1つしか違わないとはいえど、安室さんがベビーフェイスだったのは私の心には少なからずダメージがかかった。女としても何かが欠けてる気がしてきた…。
「でも真依さんも素敵じゃないですか」
「足りないのがあるならば真依姉、恋よ!」
JK達の言葉に恋かぁ…と考えさせられる。というかこの話はお終いにしたはず…!
「大丈夫、真依さんは十分素敵です。今日はいつもの仕事着と違うからギャップがあるし」
「安室さん…、 今度修理代割り引きます…!」
「それは助かります!」
またお邪魔します、と満面の笑みで安室さんが言う。あれ、もしかしてもう傷ついてる…?少し不安がるとそれが表情に出ていたのか、「まだ大丈夫です」と返される。
「では、真依さん。連絡先を登録しますから、携帯を貸してください」
「あ、分かりました」
安室さんにスマホを渡してサンドイッチを頬張る。うん、やっぱり美味しい。私よりきっとこの人は料理が上手なんだろうなーとふと思った。あれ?私安室さんに勝てるところなさそう…。

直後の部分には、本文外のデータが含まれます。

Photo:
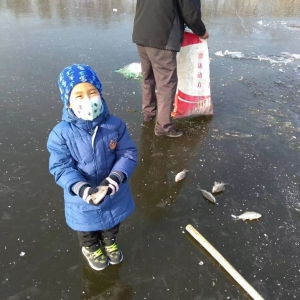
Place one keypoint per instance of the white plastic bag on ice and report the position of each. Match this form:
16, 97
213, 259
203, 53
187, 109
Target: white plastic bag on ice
193, 91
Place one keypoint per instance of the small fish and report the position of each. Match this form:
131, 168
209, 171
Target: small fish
208, 195
181, 175
247, 215
99, 196
219, 187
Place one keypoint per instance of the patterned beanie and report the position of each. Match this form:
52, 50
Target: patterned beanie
74, 74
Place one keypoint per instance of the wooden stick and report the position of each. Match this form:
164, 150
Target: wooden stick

「出来ましたよ」と言われ受け取ると何故かメールが1通入っていて、読んでみると
“次の休みはいつですか?
予定を合わせるので ドライブに行きましょう”
目の前の人からのメールで、反射的に無意識に彼の顔を見る。いつもの柔和な笑みで見返され、ハッとして手帳を確認する。
“来週の木曜が休みです”
入力していると蘭ちゃんと園子ちゃんが笑いだす。
「真依姉、声に出てるから!」
「えっ嘘!いいの、とりあえず送ったから!」
「はい、来ましたよ」
なんだか色々恥ずかしくなってしまって、残りの珈琲を飲みほして、もう用は済んだから帰るよ!と声をかける。JK2人もそろそろ行こうか、と席を立ったので伝票を預かる。
蘭ちゃんも遠慮するし、別にいいのにと園子ちゃんにも言われるが、また一緒に遊んでね、と言うと2人とも笑顔で頷いてくれた。
「真依さん、来週はちゃんとお洒落していくんですよね?」
「ん?何で?」
「真依姉、デートでしょ!そんなボーイッシュな服じゃ駄目だからね!」
「でも、私の私服って全部こんな感じだよ?」
「真依さん、今から時間ある!?服買いに行きましょ!」
だってただのドライブだよ?というと「それでも!!」と若い力に押し切られてしまった。泣く泣く承諾し、安室さんに会計をお願いする。
「では、また連絡します」
「はい。真依さん、また来週お願いします」
服装も、楽しみにしていますね。
満面の笑みの安室さんに見送られてアポロを出る。とりあえず蘭ちゃんと園子ちゃんを車に乗せて、街へ行くことにした。